2012-13: Rust was the second-leading scorer for Notre Dame as a junior, trailing only Islanders’ prospect Anders Lee. Skating on the Fighting Irish’s top scoring line with Lee and junior Jeff Costello (Ottawa), he was second on the team with 15 goals and had 19 assists. Rust appeared in all 41 games for Notre Dame and was +25 with 4 penalty minutes. The Fighting Irish won the final CCHA playoff championship after finishing second to Miami in the regular season. Notre Dame lost to St. Cloud State in the NCAA Midwest Regional semi-finals.

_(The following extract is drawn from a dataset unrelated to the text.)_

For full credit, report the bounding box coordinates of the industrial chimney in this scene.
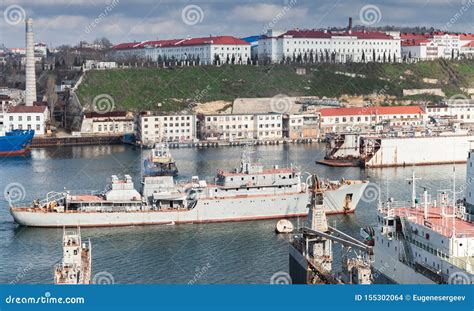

2013-14: Rust made his pro hockey debut in April 2014 following his senior season at Notre Dame — signing a two-year entry-level contract with Pittsburgh and skating in two regular season games and one playoff contest with the Penguins’ AHL affiliate Wilkes-Barre/Scranton. He had no points nor penalties in limited ice time in AHL play. Rust led Notre Dame with 17 goals and had 16 assists in 40 games; finishing +16 with 12 penalty minutes. Notre Dame finished eighth in Hockey East in its first year in the conference. The Fighting Irish upset first-place Boston College in the conference tournament and received an at-large bid to the NCAA Tournament; falling to St. Cloud State, 4-3, in overtime in the NCAA West regional semifinals. Rust scored one goal with one assist in both the deciding game against Boston College and in the regional game against St. Cloud State.
Rust plays a high motor game that allows him to be effective in many different assignments all over the ice. He has excellent hockey sense but is not an overly creative forward. He will produce offense but it will be through hardwork, playing to his strengths, and of course having complementary linemates. Rust rarely takes a penalty or makes a mistake on the ice and consequentially is often deployed when the game is on the line. He plays well on the penalty kill and the power play.
Rust attended his first training camp with the Penguins before being assigned to AHL affiliate Wilkes-Barre/Scranton to start the 2013-14 season. Rust made his NHL debut with Pittsburgh when he was recalled by the Penguins in December and played 14 NHL games during his call-up before being re-assigned to the AHL club. Long-term Rust projects as a solid two-way forward who plays a responsible game and is competent in all roles and situations.